A scatterplot is a great way to explore whether there is a relationship between the white population share and poverty rate of tracts where police killings occurred. The negative linear trend among the scatterplot is noticeable, but including the linear regression line, its slope (-0.218), and its 95% standard error bars is much more informative. The slope means that between two tracts, one with a 10% higher white population share tends to also have a 2% lower poverty rate. Including the error bars in the graph also highlights the significance of this relationship, as the shaded bars are very narrow and confirm the presence of a statistically significant relationship.
Also included on the graph is a “rug,” or markers along the x-axis showing how the white population share in the data is distributed. While the data is not perfectly uniformly distributed, there is not a large noticeable difference in frequency of police killings at a particular value of white population share. This suggests that police killings are not significantly more likely to occur given high or low white population shares.
3. Are there racial disparities in who is killed and how?
The plot above displays the distribution of age stratified by race. This allows us to compare and contrast the racial/ethnic groups. Immediately, one can see that the plots are not the same. Specifically, the white distribution differs from the other two.
The black and hispanic distributions are practically identical with their modes and medians falling well below the white population. The two are also generally downshifted, potentially indicating that younger black and Hispanic are more likely to be killed.
The white distribution on the other hand is much wider and has a noticeably fatter right tail. This indicates that older white victims are being killed more compared to the other racial/ethnic groups.
Pearson's Chi-squared test
data: table_data
X-squared = 11.302, df = 4, p-value = 0.02337
Gunshot Taser Vehicle
Black 115.84834 6.867299 3.284360
Hispanic/Latino 59.76303 3.542654 1.694313
White 212.38863 12.590047 6.021327
This mosaic plot compares race and cause of death exploring if some racial/ethnic groups are more or less likely to be killed by a specific means.
Looking at the plot, one can see that lack of color. This indicates little significant differences/dependence between the categorical variables.

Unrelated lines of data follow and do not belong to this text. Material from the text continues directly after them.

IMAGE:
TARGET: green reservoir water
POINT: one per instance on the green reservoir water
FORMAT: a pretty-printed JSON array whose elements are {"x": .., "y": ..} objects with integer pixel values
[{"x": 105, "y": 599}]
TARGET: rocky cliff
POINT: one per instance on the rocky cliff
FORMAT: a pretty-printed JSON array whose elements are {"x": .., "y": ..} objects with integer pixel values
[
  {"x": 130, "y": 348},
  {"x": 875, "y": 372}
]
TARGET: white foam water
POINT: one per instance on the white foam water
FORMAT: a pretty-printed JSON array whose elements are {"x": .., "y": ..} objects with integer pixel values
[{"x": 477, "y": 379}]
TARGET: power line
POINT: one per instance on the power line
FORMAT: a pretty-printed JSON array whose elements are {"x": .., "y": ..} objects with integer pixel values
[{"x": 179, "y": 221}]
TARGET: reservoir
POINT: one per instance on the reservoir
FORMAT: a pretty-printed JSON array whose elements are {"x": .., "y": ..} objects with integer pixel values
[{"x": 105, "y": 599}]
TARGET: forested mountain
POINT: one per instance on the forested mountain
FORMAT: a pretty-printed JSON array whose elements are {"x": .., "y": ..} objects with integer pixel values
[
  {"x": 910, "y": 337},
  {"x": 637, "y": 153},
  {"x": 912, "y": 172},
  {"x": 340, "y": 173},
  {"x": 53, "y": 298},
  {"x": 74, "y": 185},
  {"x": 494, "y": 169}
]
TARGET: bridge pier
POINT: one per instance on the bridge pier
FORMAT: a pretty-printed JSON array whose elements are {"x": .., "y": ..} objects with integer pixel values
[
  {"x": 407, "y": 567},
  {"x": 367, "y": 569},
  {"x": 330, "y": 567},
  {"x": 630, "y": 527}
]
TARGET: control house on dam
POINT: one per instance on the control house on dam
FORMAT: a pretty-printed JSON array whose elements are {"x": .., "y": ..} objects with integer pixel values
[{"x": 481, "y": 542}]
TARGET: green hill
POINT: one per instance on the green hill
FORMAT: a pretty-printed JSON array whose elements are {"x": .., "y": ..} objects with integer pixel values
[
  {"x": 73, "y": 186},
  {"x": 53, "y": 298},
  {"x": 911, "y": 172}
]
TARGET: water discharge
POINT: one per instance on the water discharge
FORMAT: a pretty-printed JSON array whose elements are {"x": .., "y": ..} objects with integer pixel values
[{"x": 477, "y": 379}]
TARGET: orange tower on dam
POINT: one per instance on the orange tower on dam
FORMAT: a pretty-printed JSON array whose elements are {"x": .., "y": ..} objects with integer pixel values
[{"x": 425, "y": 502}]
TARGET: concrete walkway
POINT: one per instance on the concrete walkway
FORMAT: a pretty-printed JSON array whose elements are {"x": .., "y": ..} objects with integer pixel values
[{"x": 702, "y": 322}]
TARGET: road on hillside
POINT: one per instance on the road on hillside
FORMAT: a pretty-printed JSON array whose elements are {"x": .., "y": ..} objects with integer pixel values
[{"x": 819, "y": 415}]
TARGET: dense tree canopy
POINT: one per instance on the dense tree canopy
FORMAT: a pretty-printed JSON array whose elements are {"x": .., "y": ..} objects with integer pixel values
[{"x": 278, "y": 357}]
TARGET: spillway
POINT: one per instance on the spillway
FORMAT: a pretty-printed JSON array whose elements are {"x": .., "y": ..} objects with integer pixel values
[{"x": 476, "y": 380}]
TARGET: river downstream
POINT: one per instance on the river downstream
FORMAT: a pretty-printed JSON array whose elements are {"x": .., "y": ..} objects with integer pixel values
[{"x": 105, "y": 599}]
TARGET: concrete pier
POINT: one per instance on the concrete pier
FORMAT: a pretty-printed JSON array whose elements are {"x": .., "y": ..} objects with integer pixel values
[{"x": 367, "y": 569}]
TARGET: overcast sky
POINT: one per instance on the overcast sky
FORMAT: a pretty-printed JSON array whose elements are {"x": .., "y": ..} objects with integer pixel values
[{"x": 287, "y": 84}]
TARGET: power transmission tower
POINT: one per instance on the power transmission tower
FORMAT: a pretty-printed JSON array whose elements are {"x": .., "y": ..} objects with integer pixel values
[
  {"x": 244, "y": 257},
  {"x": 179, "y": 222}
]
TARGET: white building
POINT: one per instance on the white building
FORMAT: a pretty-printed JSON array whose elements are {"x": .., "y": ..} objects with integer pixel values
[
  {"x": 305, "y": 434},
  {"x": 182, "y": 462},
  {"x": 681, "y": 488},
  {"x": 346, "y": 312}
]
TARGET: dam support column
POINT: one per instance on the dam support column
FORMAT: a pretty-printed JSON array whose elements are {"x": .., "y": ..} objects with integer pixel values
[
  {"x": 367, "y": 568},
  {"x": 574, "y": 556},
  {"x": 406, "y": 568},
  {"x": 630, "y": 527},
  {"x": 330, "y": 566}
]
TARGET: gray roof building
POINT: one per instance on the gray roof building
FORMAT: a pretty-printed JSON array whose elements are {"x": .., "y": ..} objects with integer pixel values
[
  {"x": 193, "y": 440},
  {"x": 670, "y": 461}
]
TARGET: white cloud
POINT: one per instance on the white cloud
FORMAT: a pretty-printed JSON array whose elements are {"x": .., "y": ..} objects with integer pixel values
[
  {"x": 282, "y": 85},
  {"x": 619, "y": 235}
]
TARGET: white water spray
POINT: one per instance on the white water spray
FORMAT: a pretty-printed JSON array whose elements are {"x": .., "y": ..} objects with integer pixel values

The only colored cell is for black victims dying by taser, showing that black victims are dying at significantly higher rates than other combinations of race and cause of death. While the lack of color does suggest little statistical significance, using a chi squared test of independence at a significance level of .05, we reject the assumption that the two categorical variables are independent.
4. Do armed victims die different deaths than unarmed victims?
Lastly, the variable armed
was interesting to explore because there may be an effect of how victims died depending on their armed status. So we looked at the variables armed
(armed status of the victims), cause
(cause of death of victims) to answer the question, “Do armed victims die different deaths than unarmed victims?”
This faceted proportional bar chart facets on the armed status of the victim. The armed status is defined as whether the victims were possessing a knife, a firearm, driving a vehicle, etc. In each facet, the x-axis is the cause of death and the y-axis is the proportion of each cause of death in the specific facet. The bar only colors 1 column to highlight the most common cause of death in police killings, which is gunshot for both armed and unarmed victims.
To perform higher-level analysis, a Chi-sq test was performed on the victim’s armed status and cause of death. The resulting p-value is 0.425, suggesting an insignificant association between the 2 variables. This also implies that the distribution of the cause of death for both armed and unarmed victims in police killings is similar.
So, from the above graph, it strongly suggests that gunshots are the most common cause of death in police killings and that armed victims do not die differently from unarmed victims in terms of cause of death.
Now that we have established that gunshots are the most common cause of death in police killings regardless of whether or not a victim is armed or unarmed, the question naturally becomes why we see so much deadly force utilized in policing in the US. To potentially answer this, we look specifically at armed victims gunned down by police, and what types of weaponry victims have on them. We see in the bar plot that most victims gunned down also possessed a firearm by a fairly wide margin. Out of all armed victims, 54.5% possessed firearms. Additionally, out of all police killings victims recorded in the period between January 1 and June 1, 2015, 42.6% possessed firearms.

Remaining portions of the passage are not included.